Coffee Drinkers Have Lower Death Rates

coffeeIf you previously think that coffee may not be good for your general health, a recent study seems to show that there is no evident link on regular coffee drinking and increased deaths in men and women. According to an article in the Science Daily website, regular coffee drinking is in fact associated with a lower death rate from heart disease.

Coffee drinking has previously been associated with higher risk of mortality in middle aged men and women. But the data it seems on such assumptions do not support it, or at least sorely lack in verifiable data. This study done that was supported by National Institutes of Health may show signs of the opposite being true.

Researchers have been analyzing data on a Nurses’ Health Study comprising of 84,214 women that stretched from 1980 to 2004 and a Health Professionals Follow-up Study involving 41,736 men which stretched from 1986 to 2004. The said data involved having the participants answering questionnaires every two to four years concerning their diet habits, how frequent they drink coffee, smoking as well as their prevailing health conditions. The participants in the said study were known to be free from cancer and heart disease conditions from the onset.

During the span of the study, the researchers compared the frequency of death from any cause among people with different habits in coffee consumption. The researchers were able to compile from the data about 2,368 deaths due to heart disease in women along with 5,011 deaths due to cancer and 3,716 deaths due to other causes. Among the men, the study compiled 2,049 deaths due to heart disease, 2,491 deaths due to cancer and 2,348 deaths due to other causes.

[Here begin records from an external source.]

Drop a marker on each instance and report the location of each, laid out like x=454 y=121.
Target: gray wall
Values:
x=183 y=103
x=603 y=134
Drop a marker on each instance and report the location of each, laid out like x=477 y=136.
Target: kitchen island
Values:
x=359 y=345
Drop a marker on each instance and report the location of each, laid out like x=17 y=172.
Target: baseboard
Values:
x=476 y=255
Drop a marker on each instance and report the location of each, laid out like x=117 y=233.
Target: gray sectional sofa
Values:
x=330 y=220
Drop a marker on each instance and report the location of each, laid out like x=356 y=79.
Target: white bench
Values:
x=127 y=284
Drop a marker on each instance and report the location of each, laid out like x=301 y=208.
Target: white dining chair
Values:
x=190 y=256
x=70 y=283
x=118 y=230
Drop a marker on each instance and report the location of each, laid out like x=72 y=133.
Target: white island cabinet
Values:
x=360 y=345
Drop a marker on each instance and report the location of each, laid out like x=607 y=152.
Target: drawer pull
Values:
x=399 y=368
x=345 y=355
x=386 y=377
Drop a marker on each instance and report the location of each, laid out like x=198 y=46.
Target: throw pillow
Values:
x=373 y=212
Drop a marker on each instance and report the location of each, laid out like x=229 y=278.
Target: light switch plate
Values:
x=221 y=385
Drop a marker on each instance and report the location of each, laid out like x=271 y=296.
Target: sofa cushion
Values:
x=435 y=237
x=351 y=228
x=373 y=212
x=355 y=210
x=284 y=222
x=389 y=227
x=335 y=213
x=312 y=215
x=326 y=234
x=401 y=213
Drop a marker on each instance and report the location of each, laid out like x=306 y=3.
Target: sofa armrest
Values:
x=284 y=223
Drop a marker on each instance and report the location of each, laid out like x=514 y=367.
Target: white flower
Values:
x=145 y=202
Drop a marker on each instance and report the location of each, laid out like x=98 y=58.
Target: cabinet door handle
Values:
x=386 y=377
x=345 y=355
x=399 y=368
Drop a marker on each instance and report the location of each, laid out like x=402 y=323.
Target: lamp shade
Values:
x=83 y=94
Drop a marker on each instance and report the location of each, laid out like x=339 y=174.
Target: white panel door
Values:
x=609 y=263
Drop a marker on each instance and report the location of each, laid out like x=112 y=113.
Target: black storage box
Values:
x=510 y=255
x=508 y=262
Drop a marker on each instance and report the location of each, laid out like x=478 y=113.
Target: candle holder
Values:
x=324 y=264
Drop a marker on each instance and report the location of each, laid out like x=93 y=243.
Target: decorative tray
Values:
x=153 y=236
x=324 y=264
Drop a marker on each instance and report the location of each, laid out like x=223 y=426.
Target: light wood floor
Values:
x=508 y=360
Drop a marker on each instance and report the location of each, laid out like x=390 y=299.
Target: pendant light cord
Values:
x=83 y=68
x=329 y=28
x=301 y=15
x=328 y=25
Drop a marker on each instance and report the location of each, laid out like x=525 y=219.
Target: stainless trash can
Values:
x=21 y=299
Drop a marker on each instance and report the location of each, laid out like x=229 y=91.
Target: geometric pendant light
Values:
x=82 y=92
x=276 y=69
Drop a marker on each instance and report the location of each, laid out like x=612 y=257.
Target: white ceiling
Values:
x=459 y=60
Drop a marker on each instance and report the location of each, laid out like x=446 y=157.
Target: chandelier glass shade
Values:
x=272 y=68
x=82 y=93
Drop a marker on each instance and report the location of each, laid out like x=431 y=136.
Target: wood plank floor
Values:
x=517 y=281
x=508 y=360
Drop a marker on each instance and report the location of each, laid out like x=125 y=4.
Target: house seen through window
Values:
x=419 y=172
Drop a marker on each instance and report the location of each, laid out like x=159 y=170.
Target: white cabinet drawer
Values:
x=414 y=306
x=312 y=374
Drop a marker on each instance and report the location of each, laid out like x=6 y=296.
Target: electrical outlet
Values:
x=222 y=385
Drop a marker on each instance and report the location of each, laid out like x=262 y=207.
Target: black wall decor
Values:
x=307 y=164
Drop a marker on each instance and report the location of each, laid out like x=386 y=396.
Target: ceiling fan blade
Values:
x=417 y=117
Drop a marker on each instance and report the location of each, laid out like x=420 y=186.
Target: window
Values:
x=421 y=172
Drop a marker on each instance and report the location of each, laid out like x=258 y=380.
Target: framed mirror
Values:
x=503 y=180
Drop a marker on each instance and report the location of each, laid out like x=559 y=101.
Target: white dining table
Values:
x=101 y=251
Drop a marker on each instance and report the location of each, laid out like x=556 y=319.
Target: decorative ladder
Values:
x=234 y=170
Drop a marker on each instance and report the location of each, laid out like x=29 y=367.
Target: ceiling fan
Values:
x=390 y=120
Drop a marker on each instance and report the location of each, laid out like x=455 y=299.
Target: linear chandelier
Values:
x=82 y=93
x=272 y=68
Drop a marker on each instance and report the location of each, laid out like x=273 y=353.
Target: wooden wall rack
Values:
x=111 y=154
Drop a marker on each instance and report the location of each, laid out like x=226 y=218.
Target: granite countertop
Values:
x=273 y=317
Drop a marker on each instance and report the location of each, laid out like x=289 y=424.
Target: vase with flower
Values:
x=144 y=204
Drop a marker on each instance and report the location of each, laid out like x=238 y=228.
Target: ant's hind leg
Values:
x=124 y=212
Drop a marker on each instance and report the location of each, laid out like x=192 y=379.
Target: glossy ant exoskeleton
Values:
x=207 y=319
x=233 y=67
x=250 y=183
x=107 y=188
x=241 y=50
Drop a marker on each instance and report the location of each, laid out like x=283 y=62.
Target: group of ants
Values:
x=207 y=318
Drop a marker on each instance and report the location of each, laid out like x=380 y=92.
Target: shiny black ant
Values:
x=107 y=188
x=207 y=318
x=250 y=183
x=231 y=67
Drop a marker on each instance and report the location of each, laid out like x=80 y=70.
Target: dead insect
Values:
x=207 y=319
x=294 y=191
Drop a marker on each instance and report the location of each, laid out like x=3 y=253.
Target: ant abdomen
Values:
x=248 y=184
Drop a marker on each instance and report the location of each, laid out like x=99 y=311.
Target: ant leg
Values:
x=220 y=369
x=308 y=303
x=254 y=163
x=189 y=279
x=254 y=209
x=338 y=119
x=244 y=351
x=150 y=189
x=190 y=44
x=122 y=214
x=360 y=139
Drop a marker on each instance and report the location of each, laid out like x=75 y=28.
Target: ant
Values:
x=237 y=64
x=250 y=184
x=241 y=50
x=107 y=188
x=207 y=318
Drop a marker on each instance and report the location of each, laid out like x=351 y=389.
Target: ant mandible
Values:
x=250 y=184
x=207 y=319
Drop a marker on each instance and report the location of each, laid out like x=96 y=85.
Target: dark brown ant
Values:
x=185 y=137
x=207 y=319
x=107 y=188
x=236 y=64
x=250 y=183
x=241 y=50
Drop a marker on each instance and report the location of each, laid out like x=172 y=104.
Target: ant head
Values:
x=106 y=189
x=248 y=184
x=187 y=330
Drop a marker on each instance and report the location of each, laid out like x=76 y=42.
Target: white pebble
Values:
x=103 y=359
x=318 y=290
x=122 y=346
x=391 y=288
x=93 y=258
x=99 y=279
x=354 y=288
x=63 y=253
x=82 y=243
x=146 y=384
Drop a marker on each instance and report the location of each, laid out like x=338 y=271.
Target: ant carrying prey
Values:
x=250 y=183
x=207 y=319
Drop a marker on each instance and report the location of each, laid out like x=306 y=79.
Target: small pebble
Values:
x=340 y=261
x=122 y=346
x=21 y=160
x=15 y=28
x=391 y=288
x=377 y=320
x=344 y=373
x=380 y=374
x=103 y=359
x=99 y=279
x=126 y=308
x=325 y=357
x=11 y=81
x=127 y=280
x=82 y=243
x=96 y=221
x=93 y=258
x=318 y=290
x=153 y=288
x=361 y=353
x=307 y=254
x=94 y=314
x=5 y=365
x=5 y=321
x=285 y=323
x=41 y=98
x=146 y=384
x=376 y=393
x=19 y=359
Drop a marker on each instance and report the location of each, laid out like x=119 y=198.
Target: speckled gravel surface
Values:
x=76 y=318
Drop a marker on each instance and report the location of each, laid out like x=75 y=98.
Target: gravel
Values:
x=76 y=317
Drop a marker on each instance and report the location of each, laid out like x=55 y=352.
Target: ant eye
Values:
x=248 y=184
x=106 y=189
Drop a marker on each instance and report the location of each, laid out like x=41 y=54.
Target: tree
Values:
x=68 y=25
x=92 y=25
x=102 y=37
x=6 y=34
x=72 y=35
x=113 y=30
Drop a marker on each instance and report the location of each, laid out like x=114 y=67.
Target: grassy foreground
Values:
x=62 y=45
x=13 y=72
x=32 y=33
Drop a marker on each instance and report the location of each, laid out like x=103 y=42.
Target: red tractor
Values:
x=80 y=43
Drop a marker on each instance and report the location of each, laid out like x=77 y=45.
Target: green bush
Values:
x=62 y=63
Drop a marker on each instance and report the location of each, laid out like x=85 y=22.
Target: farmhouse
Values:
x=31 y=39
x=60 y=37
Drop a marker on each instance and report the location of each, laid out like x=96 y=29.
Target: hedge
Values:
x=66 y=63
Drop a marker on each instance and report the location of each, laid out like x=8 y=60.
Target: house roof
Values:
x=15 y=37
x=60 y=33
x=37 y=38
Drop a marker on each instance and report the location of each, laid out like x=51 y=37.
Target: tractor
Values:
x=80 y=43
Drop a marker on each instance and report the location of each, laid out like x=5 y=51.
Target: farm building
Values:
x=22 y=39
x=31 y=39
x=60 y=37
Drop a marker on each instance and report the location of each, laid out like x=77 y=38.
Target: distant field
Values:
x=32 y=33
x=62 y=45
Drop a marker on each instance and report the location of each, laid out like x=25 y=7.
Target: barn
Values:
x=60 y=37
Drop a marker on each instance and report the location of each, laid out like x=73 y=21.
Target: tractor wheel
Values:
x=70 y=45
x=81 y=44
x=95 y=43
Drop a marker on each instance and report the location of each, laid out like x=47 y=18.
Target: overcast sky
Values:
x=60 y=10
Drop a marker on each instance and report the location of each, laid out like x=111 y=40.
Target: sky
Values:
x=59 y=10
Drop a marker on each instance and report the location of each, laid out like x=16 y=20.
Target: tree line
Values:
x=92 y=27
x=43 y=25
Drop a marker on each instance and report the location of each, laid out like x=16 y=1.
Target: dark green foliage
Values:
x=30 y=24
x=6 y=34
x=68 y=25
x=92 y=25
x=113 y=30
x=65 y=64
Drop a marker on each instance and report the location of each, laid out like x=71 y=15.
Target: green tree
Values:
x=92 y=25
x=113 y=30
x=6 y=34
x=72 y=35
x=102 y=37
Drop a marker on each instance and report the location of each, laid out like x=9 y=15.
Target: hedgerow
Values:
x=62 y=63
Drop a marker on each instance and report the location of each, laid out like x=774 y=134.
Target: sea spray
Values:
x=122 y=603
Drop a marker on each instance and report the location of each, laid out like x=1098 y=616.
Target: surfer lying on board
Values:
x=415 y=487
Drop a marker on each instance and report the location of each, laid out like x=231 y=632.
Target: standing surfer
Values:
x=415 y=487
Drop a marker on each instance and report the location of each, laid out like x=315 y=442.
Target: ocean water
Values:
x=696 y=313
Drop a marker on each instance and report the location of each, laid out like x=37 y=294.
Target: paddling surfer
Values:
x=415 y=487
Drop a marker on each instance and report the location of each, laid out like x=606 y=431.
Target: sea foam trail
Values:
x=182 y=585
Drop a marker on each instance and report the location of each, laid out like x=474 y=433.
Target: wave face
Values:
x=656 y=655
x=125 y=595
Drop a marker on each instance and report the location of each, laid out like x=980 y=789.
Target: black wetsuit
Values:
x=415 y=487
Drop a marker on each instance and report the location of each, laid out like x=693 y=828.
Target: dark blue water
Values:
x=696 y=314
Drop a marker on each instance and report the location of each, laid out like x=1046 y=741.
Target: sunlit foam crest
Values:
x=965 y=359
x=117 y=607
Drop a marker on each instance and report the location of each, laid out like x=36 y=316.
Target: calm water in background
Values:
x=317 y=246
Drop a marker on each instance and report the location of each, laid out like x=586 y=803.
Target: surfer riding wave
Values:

While considering other risk factors such as body size, diet, smoking and presence of specific diseases, the researchers found that people who drank more coffee were less likely to die during the follow-up period. The likely reason seemed to be a lower risk of heart disease deaths among the participants who were also coffee drinkers. The researchers were not able to find any link to coffee drinking and cancer deaths.

What makes the data results even more interesting is that the relationship between coffee drinking and the lower heart disease risk is not related to caffeine. This is due to the fact that the data results showed participants who drank decaffeinated coffee also had a lower risk of heart disease deaths as compared to non-coffee drinkers in the study.

Although the study showed some considerable evidence between coffee consumption and low heart disease risk, the study was in no way designed to show evidence that coffee drinking may decrease the chances of dying sooner than expected. But researchers believe that there must be something in coffee that might be protecting coffee drinkers in some way. And since the data was derived from self-reports made by the participants themselves, the data may also show some measurement error in some way which must also be taken into consideration in assessing for ideal coffee consumption.